Just to be clear, if you're still reading, my interpretation is not dependent upon the specific political situation I am trying to tie it to in Bologna. This is a theory, as I have said repeatedly - it is always dangerous to try to "name names" in allegorical works, as Ann W. Astell points out in her wonderful (and affordable)
Political Allegory in Late Medieval England (Cornell UP, 1999). Read especially the conclusion (available on Google Books) and the introduction. For instance, Astell uses the thesis of political allegory, and clues from the poem, to date
Sir Gawain and the Green Knight to "between 1397 and 1400", whereas its date has been generally stated as "late 14th century" and hardly ever considered a political allegory of specific events in the reign of Richard II. She must have her critics, but I wonder how many of them would take it upon themselves to diagnose her with insanity?
That I am not dogmatic about it should be clear from the fact that I am ready to believe it came from Florence, where the conditions were different - but that, nevertheless, the Bolognese preserve the original form, which Florence deliberately changed and ultimately lost. The allegorical interpretation
per se that I propose is suitable for either place (but only Bologna or Florence, not Ferrara or Milan), but the precise
political allegory I have tried to see in it is only suitable for Bologna. If from Florence, for the moment I could only see the general, universal side of the allegory.

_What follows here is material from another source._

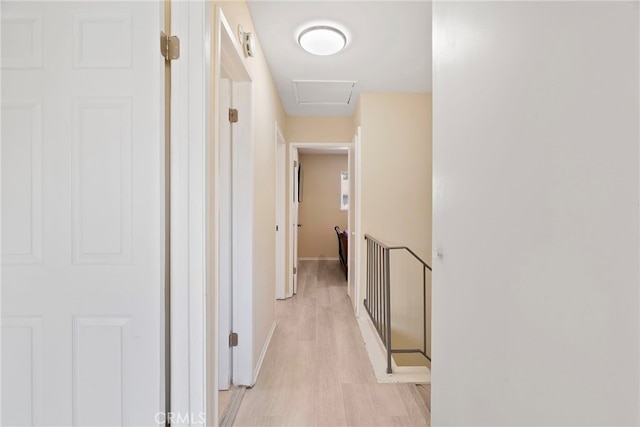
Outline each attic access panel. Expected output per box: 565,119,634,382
292,80,357,105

The interpretation stands by itself just fine, although obviously in a more general way. Seen in this way, the sequence as I interpret it would be pretty much at home any time between about 1240 and 1530; given the chronological limits of playing cards, any time between 1370 and 1530; given the limits of Tarot (maximalist view), between 1410 and 1441, and (minimalist view, mine) 1437-1441. But historical precision and consideration of current events is not necessary for the allegorical interpretation, since all the pieces of the allegory make sense no matter who they are (or might have been) applied to.
We're discussing a work of art here, not fighting a life-or-death battle. It's a work of art for which no definitive interpretation has ever been offered, and of which the interpretation is beset at the outset with many purely formal, methodological, problems, even before getting to the fun part. As long as we are both sincere, I'm sure we can get along.